Negotiating a Medicaid lien

Negotiating a Medicaid lien
Teenage Driver Suffering Whiplash Injury Traffic Accident Rubbing Neck With Hand.

If the Oregon Health Plan has paid for some or all of the medical bills resulting from an injury caused by a third party (such as an auto accident injury caused by the negligence of another driver), it is likely that the State of Oregon will seek reimbursement from any settlement. The first thing an attorney should do when learning that the Oregon Health Plan has paid medical bills is to put the payor on notice of your representation. This notice is required by ORS 416.530. If you fail to provide notice, you expose your client to being sued for failing to reimburse the State of Oregon.
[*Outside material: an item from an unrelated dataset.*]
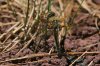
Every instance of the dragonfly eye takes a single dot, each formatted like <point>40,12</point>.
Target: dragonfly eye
<point>51,14</point>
See ORS 416.610.

Keep in mind that the Oregon Health Plan goes by many names and is administered and collected by many entities. It is federal Medicaid money that the Department of Human Services (DHS) of the State of Oregon administers under Care Oregon. In a recent case of mine, a private company (Columbia Pacific CCO, a “coordinated care organization”) paid the medical care provider. So, I sent my notice under ORS 416.530 to Columbia Pacific CCO, although it may have been a better practice to have copied DHS with the notice as well. Further, as the case progressed and the Oregon Health Plan sought reimbursement, it did so through a company called SCIO Health & Analytics and later through a company called EXL (who bought out SCIO).

I am only going to write about two bases for lowering or extinguishing a Medicaid/Care Oregon lien. The first is a Supreme Court case, Arkansas Dept. of Health and Human Servs. v. Ahlborn, 547 U.S. 268 (2006). This case applies when a case settles for a fraction of what it might be worth (because of liability problems or insufficiency of insurance coverage). Let’s say that a case has total economic and non-economic damages of $200,000 settles for $50,000 (either because there was only $50,000 insurance coverage or because of problems with causation or liability). And let’s say that Care Oregon paid for $12,000 of medical bills. According to the Ahlborn case, the plaintiff in this hypothetical would only have to reimburse the State of Oregon $3000, rather than the full $12,000. Because the case settled for one-quarter of its worth, the State of Oregon is only entitled to recover one-quarter of what it paid out. (Now, the State of Oregon may argue that Alborn should not apply like that, and it might cite to an Idaho case to support its argument as it did in my case, but I believe that Idaho case can be distinguished and that Ahlborn applies.)

The second basis for extinguishing the State’s lien is the State’s failure to perfect its lien. ORS 416.550(1)(b) requires the State to send by certified or registered mail, a copy of its notice of lien, “[p]rior to the date of satisfaction of the judgment or payment under the settlement or compromise.” If the State fails to do that, its lien no longer exists and it has no right to obtain reimbursement. It does not matter that the State has an “automatic” lien on settlement or judgments under ORS 416.540(1), the State must still “perfect” its lien prior to the payment of a settlement or the satisfaction of a judgment.